Kimi zaman, etrafıma baktığımda koskocaman, duygusuz, kimsesiz insanlar görüyorum. Kim olduğunu bulamamış, belki yaşamaktan bıkmış, usanmış. Bakıyorum ve güzellikleri hiç görmemiş, hiç hissetmemiş, masumiyetini kaybetmiş insanlar görüyorum.
Aslında doğduğumuzda ne kadar da temiz, masum birer bebektik. Büyüdükçe vücudumuzla beraber nefsimiz de büyüdü. Oysa ne umutlarla doğmuştuk. ‘’ Büyük adam’’ olacaktık. Evet, büyük adam olduk; nefsi büyük, kendi büyük, hayatı büyük…

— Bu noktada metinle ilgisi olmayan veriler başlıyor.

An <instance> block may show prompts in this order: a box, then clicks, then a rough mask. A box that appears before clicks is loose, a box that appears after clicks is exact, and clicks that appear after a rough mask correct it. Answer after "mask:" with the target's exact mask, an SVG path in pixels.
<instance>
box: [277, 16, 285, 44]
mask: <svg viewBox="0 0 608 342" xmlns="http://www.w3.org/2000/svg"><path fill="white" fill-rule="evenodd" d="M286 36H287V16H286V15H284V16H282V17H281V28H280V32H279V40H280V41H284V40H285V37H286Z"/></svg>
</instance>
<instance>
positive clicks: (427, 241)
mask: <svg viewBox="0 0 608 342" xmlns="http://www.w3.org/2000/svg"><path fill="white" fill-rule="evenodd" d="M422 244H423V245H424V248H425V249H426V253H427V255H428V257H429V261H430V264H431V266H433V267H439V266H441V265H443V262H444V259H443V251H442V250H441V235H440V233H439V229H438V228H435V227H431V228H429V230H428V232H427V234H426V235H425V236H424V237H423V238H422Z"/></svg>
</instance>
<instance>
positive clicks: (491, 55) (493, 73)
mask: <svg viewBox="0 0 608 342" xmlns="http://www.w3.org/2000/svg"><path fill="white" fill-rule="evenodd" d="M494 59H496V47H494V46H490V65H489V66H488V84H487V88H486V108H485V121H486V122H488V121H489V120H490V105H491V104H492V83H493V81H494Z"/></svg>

Büyüdükçe umudumuzu yitirdik, en ufak şeylere ağlar, sinirlenir olduk. Aynı zamanda benliğimizi yitirdik. Başkalarına, bizim gibi olmayanlara özenmeye başladık. Kendimiz gibi olmak, havalı olmamak suç olmaya başladı. Çevremizdekiler değiştikçe bizler de değiştik. ‘’ Şunu da giyeyim, şuraya da gideyim, arkadaşım şundan almış ben de alayım.’’ Diyerek kendimizi değiştirdik.
En önemlisi de, değişirken masumiyetimizi, hayattaki en önemli değeri de yitirdik. Bu yüzden çevremizde suçlar, yanlış şeyler çoğaldı. Etrafımıza baktığımızda, gördüğümüz şey koskocaman, duygusuz, masumiyetini kaybetmiş insanlar oldu. Aslında bu değerleri bulmak için biraz uğraşsak belki de ‘’büyük adam’’ olabiliriz.